To start with we want to emphasize how happy we are that we get to work with latest hardware from Juniper when building this network. This post does not have anything to do with performance of the hardware, this is a write up on what we have done and how we have planned the network. We are aware that some of the technology is very early state and that there is a possibility for bugs but that is also what makes it fun for us.
This write-up will reflect on one recurring problem we have come by the last years of running with MX series routers from Juniper. And the reason we do this is that we quite fast noticed that there is very little information about troubles in MC-AE when you search for it and with this we hope to help some other network engineer who ends up having similar problems as we have faced. Before this we used Cisco ASR as our core routers but when the chance of working with Juniper came up we got very happy and it has given the team possibility to use completely new hardware and software. The environment consists of multiple different vendors today.
We also want to make clear, that the way we have built the network is not the only way, and we do not claim that it’s the right way either.
POP: https://i.imgur.com/UVDrkki.jpg (Current event DreamHack Summer 2019)
MX10003, QFX5110 & SRX4200: https://i.imgur.com/1IOSCxC.jpg (Current event DreamHack Summer 2019)

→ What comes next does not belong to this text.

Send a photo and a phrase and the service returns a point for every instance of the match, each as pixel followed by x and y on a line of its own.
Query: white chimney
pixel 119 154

During the past years we’ve had a couple of different routers, but the basic setup is the same.
We have two MX series routers as core, with separate L2 interconnections for the switching and L3 for routing. Connected to these routers are the distribution switches for services and participants, and access switches to them.
https://i.imgur.com/LMks9FF.jpg
The routers terminate our internet connection and run BGP+BFD towards the ISP. These routers are standalone but run MC-AE with ICCP for synchronization, no virtual chassis. We have a couple of VRFs, so we run MP-BGP with MPLS L3-VPN to distribute prefixes between the routers, which handle all layer 3 in the network.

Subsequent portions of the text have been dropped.